La oferta ocurre en medio de un contexto marcado por el deterioro del servicio de internet en la isla, altos costos para los usuarios y un control estatal que limita tanto el acceso como el contenido disponible.
De acuerdo con reportes periodísticos, la delegación estadounidense estuvo integrada por representantes del Departamento de Estado, quienes sostuvieron encuentros con altos funcionarios cubanos, entre ellos Raúl Guillermo Rodríguez Castro.
Durante la reunión se planteó la posibilidad de habilitar conexión satelital en el país, aunque no se informó públicamente cuál fue la respuesta oficial del gobierno cubano.
El servicio Starlink, desarrollado por Elon Musk, ya tiene cobertura técnica en la isla, pero no puede operar legalmente debido a restricciones impuestas por el Estado.
En Cuba, el acceso a internet está monopolizado por Etecsa, lo que impide la entrada de proveedores independientes. Además, según reportes, las autoridades confiscan equipos satelitales que ingresan al país sin autorización.

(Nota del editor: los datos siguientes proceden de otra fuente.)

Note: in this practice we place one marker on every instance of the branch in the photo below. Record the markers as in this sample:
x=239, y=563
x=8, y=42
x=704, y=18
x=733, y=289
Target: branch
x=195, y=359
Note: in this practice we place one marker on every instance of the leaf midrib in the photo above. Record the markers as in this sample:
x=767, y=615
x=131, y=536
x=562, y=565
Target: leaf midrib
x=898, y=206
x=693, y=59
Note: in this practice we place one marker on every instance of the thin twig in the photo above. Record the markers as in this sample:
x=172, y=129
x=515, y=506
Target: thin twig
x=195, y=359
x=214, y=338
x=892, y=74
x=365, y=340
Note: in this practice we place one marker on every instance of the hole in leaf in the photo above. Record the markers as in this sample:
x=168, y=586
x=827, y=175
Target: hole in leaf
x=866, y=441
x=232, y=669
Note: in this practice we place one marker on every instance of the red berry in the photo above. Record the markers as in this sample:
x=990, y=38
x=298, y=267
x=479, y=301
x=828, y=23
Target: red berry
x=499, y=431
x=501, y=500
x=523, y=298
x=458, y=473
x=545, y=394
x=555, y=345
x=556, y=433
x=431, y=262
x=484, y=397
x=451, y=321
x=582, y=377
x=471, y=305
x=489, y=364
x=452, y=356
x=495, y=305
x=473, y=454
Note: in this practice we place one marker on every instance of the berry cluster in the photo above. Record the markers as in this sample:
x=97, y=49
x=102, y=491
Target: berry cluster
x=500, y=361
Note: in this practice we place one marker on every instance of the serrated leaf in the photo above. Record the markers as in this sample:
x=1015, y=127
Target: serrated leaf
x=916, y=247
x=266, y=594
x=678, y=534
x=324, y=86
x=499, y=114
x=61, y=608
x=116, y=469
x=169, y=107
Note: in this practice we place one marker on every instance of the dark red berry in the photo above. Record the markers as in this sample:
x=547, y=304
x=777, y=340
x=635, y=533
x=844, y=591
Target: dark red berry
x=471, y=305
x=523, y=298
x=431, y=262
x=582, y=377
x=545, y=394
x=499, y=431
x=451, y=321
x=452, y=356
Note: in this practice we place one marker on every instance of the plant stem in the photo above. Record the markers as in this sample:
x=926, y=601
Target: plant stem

El servicio de internet en la isla presenta múltiples deficiencias: baja velocidad, interrupciones frecuentes y tarifas elevadas en comparación con otros países de América Latina.
A esto se suma que, al estar bajo control estatal, el acceso puede ser restringido en momentos de tensión social, como ocurrió durante protestas, cuando el gobierno limitó o suspendió la conectividad.
El problema se agrava por la crisis energética que atraviesa el país. Los apagones prolongados afectan directamente la estabilidad del servicio, ya que las redes de telecomunicaciones dependen del suministro eléctrico. Esto genera cortes constantes que dificultan la comunicación, el trabajo y el acceso a información.
En este escenario, la propuesta de acceso satelital surge como una alternativa para mejorar la conectividad, especialmente entre sectores jóvenes que han demandado mejores condiciones.
Durante protestas recientes, estudiantes reclamaron precios más bajos y mayor calidad en el servicio, lo que evidenció el descontento generalizado.
Sin embargo, el modelo de control estatal limita cualquier apertura en este sentido. El gobierno cubano ha mantenido su política de centralizar las telecomunicaciones, priorizando el control de la información.
Esto ha impedido la comercialización de tecnologías como Starlink, pese a que algunos ciudadanos han logrado utilizar el servicio mediante equipos introducidos de forma irregular.
El dispositivo Starlink Mini, por ejemplo, ha facilitado este uso informal debido a su tamaño compacto. En otros países, ofrece velocidades de hasta 150 Mbps con planes mensuales relativamente accesibles, lo que contrasta con las condiciones en Cuba.
La propuesta estadounidense se da en un momento de crisis económica en la isla, caracterizada por escasez de recursos básicos.
Aunque el acceso a una conexión más estable podría aliviar parte de las limitaciones actuales, su implementación depende de decisiones políticas que, hasta ahora, han priorizado el control estatal sobre la expansión del servicio.